Figlie di un avanzamento tecnologico sempre più veloce e irreversibile, le Intelligenze Artificiali stanno rivoluzionando così tanto le nostre abitudini quotidiane da rischiare di modificare anche il modo stesso col quale ci approcciamo alla vita. Premesso che le AI non sono ancora da intendere come creature autonome, bensì come qualcosa che viene pur sempre concepito e programmato da esseri umani, l’impatto che esse stanno avendo sull’immaginario collettivo è dato in particolar modo dalla loro capacità di farci concepire, nonché visualizzare, l’inconcepibile.
Ma se noi osserviamo le AI con stupore, fiducia, e un pizzico di inquietudine, qual è il modo in cui esse guardano noi? A dare una risposta a questa domanda è «When they see us», una mostra curata dall’organizzazione culturale Sineglossa che pone l’attenzione su alcune questioni non proprio rassicuranti. Visitabile dal 17 al 28 settembre presso la Biblioteca Salaborsa di Bologna, l’esposizione mette in dialogo alcune opere dell’artista belga Dries Depoorter (1991) con gli interventi partecipativi della Ong berlinese Tactical Tech per invitare a riflettere tanto sul concetto di sorveglianza di massa quanto sui rischi che un certo utilizzo di tale tecnologia può comportare.
Filo conduttore del percorso espositivo è infatti l’impatto del tracciamento fisico e digitale delle nostre vite, una questione estremamente attuale che sfocia nel tema più ampio della preservazione dei diritti digitali. Nell’ottica di approfondire il più possibile l’argomento, la rassegna offrirà anche il punto di vista del filosofo e saggista Franco «Bifo» Berardi attraverso un talk che, dalle 18 di martedì 17 settembre, lo vedrà in compagnia dello stesso Depoorter e del direttore artistico di Sineglossa, Federico Bomba.
Fra installazioni immersive e video carichi di un certo senso di empatia, sarà così possibile allargare la propria visuale nei confronti dell’uso di specifiche AI: un processo reso possibile proprio grazie alla lente dell’arte contemporanea che, il più delle volte, non restituisce altro che il riflesso del tempo nel quale viviamo.
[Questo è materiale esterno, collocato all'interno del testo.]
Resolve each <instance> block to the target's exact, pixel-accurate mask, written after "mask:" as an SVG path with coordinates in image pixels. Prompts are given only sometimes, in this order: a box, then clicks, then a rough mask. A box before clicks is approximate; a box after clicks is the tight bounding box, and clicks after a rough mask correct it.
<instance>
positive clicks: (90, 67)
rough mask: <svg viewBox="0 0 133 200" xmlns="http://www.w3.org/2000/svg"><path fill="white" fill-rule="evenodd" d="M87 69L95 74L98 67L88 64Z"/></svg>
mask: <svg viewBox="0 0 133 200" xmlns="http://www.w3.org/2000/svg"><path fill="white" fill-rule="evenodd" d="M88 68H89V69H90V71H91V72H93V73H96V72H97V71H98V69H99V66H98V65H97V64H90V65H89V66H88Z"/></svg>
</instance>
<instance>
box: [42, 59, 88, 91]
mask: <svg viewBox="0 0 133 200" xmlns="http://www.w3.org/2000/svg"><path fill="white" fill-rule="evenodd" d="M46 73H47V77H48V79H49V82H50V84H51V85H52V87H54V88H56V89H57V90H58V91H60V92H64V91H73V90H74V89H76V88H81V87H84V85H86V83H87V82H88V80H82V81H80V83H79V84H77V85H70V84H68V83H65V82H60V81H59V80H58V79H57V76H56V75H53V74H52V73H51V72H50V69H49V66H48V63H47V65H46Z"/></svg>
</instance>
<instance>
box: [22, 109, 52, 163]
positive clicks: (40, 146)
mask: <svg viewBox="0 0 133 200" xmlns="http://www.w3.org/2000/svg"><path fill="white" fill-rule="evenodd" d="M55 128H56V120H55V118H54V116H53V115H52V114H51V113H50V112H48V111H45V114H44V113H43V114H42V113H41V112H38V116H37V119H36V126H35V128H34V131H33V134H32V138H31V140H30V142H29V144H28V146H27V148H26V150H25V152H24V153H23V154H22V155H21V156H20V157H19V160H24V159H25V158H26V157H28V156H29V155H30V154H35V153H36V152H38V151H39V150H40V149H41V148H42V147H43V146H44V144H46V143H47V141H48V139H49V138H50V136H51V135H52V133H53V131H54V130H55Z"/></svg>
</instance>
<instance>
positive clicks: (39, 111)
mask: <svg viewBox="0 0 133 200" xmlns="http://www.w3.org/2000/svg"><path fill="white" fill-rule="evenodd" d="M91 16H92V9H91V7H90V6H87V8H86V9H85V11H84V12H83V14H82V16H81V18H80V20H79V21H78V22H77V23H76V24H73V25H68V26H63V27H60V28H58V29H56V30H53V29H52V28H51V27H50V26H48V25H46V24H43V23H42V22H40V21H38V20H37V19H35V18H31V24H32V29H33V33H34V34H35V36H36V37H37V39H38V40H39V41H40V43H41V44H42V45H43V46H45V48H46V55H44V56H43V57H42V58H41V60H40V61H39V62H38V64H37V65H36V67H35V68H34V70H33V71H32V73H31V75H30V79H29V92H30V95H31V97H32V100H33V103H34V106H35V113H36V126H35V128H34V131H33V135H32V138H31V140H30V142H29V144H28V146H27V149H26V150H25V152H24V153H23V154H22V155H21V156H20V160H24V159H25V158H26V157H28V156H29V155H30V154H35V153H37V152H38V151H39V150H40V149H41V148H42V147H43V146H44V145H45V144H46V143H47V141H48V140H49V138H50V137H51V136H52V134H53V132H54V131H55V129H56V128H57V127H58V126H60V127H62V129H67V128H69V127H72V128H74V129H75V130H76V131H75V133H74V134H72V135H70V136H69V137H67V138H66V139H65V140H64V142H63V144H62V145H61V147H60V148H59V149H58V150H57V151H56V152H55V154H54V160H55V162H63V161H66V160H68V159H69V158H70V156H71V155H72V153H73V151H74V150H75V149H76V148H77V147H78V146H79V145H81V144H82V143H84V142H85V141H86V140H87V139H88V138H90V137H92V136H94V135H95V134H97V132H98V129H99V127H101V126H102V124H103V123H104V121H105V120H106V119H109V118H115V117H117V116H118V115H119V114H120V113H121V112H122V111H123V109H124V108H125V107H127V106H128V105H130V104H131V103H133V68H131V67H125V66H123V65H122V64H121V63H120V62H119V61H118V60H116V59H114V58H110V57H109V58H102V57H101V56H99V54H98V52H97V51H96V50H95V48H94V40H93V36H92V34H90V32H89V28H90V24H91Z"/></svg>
«Con questa mostra desideriamo portare il dibattito sui rischi insiti nell’uso delle tecnologie di sorveglianza al di fuori delle cerchie di esperti o attivisti dove solitamente avviene, afferma la responsabile comunicazione di The Good Lobby, Martina Turola. Attraverso la campagna Reclaim Your Face, lanciata anni fa per proteggere la nostra libertà di movimento e protesta e la nostra privacy dall’intrusività dei sistemi di riconoscimento biometrico, ci siamo resi conto infatti di quanto sia fondamentale fare in modo che le persone conoscano le implicazioni connesse all’utilizzo di queste tecnologie. Pensiamo che l’arte possa contribuire in maniera sostanziale a provocare una conversazione nella società, soprattutto quando è capace di coinvolgere interattivamente il proprio pubblico, come nel caso delle opere di Depoorter, che ci inducono a metterci nei panni di potenziali sorveglianti o sorvegliati e ad agire di conseguenza».